Nie wiem, czy to o tym fakcie mowa, ale znalazłam w http://teki.bkpan.poznan.pl/ następującą notkę:
7506 (Dziennik Poznański) 1891
Pozn. 18/VII. Kom. Kolon. kupiła od Boruckiego wś Wanda w p. ostrzeszow. (nr 162) nie z wolnej ręki ale na subhaście (nr 163)
Pozn. 18/VII. Kom. Kolon. kupiła od Boruckiego wś Wanda w p. ostrzeszow. (nr 162) nie z wolnej ręki ale na subhaście (nr 163)
Nie wiem, czy dotyczy to konkretnie moich przodków lub ich krewnych, ale to jedyne co znalazłam. Zgadza się nazwisko i fakt sprzedaży Komisji Kolonizacyjnej. Reszta – nie mam pojęcia!
Mieli 11 dzieci, dziadka Teodora w zasadzie wychowywała starsza siostra Wikcia, bo był najmłodszy.
Z babcią Rozalią wiąże się jedna opowieść rodzinna, ale bardzo ważna. Warteccy zamierzali wyemigrować do Ameryki do zamieszkującej tam rodziny. Wszystko było załatwione, wozy załadowane, ale uświadomiła sobie, że będzie płynęła przez „wielką wodę” przez tyle czasu! Babcia się przestraszyła i postanowiła, że nigdzie nie jedzie. Dziadek się tak na nią wściekł, że zniknął z domu na pół roku.

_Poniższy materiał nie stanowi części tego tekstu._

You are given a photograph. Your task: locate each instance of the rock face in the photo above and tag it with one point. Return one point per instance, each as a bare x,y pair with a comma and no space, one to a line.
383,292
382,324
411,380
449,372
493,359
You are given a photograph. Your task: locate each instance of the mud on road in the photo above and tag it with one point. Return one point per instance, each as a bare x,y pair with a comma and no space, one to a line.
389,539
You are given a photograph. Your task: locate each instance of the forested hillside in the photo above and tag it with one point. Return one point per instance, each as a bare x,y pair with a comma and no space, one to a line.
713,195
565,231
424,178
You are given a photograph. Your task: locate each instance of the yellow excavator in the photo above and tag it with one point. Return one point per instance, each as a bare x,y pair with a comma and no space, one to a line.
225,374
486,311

W sumie dobrze, że nie popłynęli… Nie byłoby mnie na tym świecie.
Jedyne zdjęcie, na którym znalazłam prababcię: ślub siostry dziadka (Władysławy) 12.X.1930r.
Brawo Miła, popieram Twoją opinię, ale z drugiej strony nie musielibyśmy się starać o Wizę Amerykańską. Pozdrawiam !!!